The report identifies major challenges, which are still hampering the growth of the domestic PV manufacturing industry from realising its full growth potential.

The biggest challenge is sustained reliance on Chinese import for upstream components of PV modules such as polysilicon and ingots/wafers — almost all (around 95 per cent) of the upstream PV manufacturing capabilities, are still in China.

With the Chinese government mulling restrictions on the outflow of the critical technology used in the manufacture of these upstream components, it is imperative for countries targeting integrated PV manufacturing at scale to identify alternate sources of supply for these raw materials, the report added.

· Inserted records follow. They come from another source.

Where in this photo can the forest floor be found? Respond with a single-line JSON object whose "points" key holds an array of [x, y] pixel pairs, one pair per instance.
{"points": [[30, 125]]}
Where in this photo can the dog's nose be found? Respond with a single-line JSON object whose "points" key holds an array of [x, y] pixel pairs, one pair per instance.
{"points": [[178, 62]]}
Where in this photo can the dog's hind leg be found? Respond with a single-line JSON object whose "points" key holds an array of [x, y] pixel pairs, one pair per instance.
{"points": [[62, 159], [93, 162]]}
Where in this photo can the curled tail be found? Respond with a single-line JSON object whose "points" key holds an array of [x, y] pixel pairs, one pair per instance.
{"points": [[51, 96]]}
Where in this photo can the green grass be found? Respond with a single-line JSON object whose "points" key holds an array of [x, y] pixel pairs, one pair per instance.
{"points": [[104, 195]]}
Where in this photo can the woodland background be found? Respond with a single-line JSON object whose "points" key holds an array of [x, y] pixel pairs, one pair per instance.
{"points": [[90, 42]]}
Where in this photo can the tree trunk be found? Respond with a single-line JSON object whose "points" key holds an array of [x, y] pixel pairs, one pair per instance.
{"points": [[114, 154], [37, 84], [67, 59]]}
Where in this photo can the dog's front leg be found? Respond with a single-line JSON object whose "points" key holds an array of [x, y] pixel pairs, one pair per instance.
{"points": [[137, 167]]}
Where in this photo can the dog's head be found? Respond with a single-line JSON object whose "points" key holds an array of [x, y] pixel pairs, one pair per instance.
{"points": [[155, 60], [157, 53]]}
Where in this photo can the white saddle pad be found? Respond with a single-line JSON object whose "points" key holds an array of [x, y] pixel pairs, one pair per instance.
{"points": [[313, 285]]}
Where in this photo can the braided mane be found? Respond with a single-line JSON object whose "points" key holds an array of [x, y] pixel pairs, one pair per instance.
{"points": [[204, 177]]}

There is a dearth of skilled professionals with experienced know-how in installing, commissioning and operating a solar manufacturing facility, especially for upstream components, such as cells, wafers, polysilicon, said the report.

The report also mentions that although the quality of all tier-1 Indian manufacturers is comparable to global standards, the manufacturers have complained that the domestic consumer base is largely hesitant towards Indian PV products.

The report’s co-author Vibhuti Garg, Director, South Asia, IEEFA, said that after India attains self-sufficiency in two to three years, the next course of action should be to challenge and compete for dominance in both quality and scale in the global PV module market.

Despite the aggressive market drivers, there are minor hurdles that are impeding the growth of the PV manufacturing industry. Therefore, policy stability is necessary to sustain investor confidence in the market, she added.